Citei como exemplo a questão do aborto, mas poderia tratar igualmente da pena de morte, da redução da maioridade penal, do controle de natalidade, da descriminalização das drogas, das privatizações, da taxa de juros, do novo arcabouço fiscal, da linguagem neutra de gênero ou qualquer outra. Como sempre digo, teríamos o melhor dos mundos se todas as pessoas fossem racionais, bem educadas, bem informadas, emocionalmente equilibradas, bem intencionadas e, mais, altruístas, generosas, empáticas, simpáticas e sobretudo pragmáticas em vez de ideológicas, mas isso é utopia demais para a nossa comezinha humanidade, não é? Por isso, pragmatismo é mercadoria escassa no mercado. Abundantes mesmo são as crenças cegas e fanáticas e seus decorrentes atos de violência contra os defensores de outras ideologias ou do pragmatismo, atos esses sempre justificáveis por quem os pratica, já que estes são os detentores e conhecedores únicos da Verdade absoluta.
Aldo… utopia à vista! Toda vez que se desenha o ser humano perfeito…. utopia.
Mas eu vou mais além. Suponhamos que se defina, pragmaticamente, cientificamente, que o ser humano se forma na concepção. Ninguém pode garantir que as ideologias vão nessa conversa.
Quer um ser humano ideal? É aquele que pensa por si mesmo. Logo, vai se dar o contrário, mais contrário do que já existe: as divergências de posicionamento não vão perdoar o pragmatismo e o cientificismo. Vai tudo pro ralo…

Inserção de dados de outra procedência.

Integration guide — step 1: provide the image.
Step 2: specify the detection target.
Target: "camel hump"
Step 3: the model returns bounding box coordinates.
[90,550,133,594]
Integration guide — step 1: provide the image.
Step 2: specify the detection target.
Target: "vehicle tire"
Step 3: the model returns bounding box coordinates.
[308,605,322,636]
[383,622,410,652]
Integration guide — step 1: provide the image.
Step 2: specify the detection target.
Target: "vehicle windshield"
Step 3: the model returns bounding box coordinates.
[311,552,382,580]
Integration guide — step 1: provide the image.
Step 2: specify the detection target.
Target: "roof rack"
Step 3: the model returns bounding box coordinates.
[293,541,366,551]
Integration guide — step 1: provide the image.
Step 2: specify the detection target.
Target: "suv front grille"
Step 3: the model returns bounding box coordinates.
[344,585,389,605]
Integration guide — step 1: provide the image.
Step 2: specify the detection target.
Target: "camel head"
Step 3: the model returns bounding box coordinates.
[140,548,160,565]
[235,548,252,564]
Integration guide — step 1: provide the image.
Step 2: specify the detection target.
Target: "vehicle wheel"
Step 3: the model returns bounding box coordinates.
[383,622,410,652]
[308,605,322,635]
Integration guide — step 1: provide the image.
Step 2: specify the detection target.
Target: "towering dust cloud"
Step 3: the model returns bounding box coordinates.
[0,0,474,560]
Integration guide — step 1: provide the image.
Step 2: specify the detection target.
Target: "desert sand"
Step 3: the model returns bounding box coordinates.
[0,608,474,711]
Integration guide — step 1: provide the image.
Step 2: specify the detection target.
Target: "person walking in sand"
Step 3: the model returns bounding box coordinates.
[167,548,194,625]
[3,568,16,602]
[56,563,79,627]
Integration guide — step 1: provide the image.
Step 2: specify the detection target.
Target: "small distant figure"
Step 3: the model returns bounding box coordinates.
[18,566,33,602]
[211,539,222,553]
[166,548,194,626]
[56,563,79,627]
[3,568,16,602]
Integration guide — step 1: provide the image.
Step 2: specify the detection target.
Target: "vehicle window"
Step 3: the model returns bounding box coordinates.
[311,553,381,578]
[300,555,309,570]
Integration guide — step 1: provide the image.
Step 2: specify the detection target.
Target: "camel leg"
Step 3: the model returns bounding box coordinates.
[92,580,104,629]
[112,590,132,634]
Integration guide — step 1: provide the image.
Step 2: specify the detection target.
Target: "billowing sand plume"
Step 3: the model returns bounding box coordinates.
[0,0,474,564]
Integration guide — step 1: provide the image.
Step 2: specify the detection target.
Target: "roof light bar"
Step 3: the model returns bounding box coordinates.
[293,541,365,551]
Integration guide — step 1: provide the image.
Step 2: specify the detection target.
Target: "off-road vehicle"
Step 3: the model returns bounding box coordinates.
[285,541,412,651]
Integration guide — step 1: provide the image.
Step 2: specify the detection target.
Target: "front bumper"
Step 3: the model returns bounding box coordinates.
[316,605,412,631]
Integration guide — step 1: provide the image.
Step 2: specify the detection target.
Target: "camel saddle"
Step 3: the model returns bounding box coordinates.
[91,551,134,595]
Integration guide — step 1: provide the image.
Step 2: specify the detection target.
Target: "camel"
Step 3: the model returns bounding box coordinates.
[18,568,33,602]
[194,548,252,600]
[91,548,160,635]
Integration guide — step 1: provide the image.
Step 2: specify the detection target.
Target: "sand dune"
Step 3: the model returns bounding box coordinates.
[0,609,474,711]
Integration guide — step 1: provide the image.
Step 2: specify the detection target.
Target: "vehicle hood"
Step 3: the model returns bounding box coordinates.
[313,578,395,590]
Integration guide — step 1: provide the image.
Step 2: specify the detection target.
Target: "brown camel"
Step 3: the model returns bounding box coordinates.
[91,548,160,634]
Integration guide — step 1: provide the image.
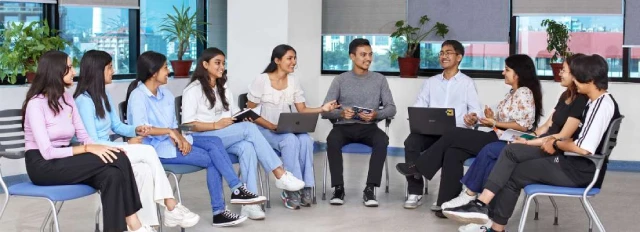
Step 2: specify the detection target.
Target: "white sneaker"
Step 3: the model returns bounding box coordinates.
[458,221,493,232]
[163,203,200,228]
[240,205,266,220]
[404,194,422,209]
[442,189,476,209]
[276,171,304,192]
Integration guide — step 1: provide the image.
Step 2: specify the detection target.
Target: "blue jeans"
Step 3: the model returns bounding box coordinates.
[193,122,282,193]
[258,126,315,187]
[160,136,242,215]
[460,141,507,193]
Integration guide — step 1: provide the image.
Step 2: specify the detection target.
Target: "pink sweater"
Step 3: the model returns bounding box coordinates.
[24,93,93,160]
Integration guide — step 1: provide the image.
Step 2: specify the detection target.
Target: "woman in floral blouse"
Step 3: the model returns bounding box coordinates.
[396,55,542,217]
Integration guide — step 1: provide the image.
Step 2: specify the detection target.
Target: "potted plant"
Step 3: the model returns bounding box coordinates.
[160,5,207,77]
[391,15,449,77]
[541,19,571,82]
[0,21,71,84]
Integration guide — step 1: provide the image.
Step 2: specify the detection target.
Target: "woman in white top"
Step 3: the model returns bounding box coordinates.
[182,48,304,220]
[247,44,337,209]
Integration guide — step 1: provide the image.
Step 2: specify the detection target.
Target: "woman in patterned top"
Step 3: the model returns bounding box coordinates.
[396,55,542,217]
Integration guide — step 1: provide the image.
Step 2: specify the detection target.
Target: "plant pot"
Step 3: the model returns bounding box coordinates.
[171,60,193,78]
[398,57,420,78]
[550,63,562,82]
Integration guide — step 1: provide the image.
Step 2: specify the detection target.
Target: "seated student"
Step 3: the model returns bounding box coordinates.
[127,51,266,226]
[444,55,620,231]
[322,38,396,207]
[404,40,482,211]
[247,44,336,209]
[73,50,200,228]
[452,54,587,232]
[22,51,152,232]
[396,55,542,218]
[182,48,304,220]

Sei muito bem a diferença entre o ser humano ideal (que maravilha seria o mundo se ele existisse!) e o real. E sei que a maioria dos seres humanos se comporta e pensa de maneira puramente irracional – para não dizer estúpida! No entanto, minha crítica mais uma vez é contra as ideologias políticas (que nem são só políticas, já que também dão pitaco em questões de costumes, por exemplo) como pacotes prontos que você deve comprar por inteiro. Ser pragmático não é ser não ideológico (no sentido de visão de mundo, bem entendido), é assumir como ideologia uma postura de ponderação, racionalidade, bom senso e não de adesão fanática e incondicional a certas agendas. Em resumo, o ser humano perfeito não existe e nunca existirá – até porque acredito que nossa espécie vai se extinguir antes disso -, mas há pessoas que tentam ser o mais perfeitas possível, ao passo que outras não fazem a menor questão disso – muito pelo contrário!
Em tempo: muito obrigado por ter passado o fim de semana lendo meus artigos. Espero que lhe tenham sido úteis, ou pelo menos agradáveis.
Um abraço!
Seus artigos são ótimos. Escreve muito bem, se posiciona muito bem. Não vejo descompasso com as ideias linguísticas. O problema está em mim. Eu, confesso, sou um cara muito chato. Sabe aquela estória: é unanimidade – todos me acham chato demais. Mas é porque eu gosto de polemizar. É impressionante, não consigo mudar! Eu não sei vocês outros, mas eu estou aqui apenas passando uma chuva, e até espero que a chuva passe logo, porque, ao contrário do que possa parecer, não gosto de ficar perturbando ninguém. Eu me sinto enchendo a paciência dos outros, e isto nos dá uma péssima sensação.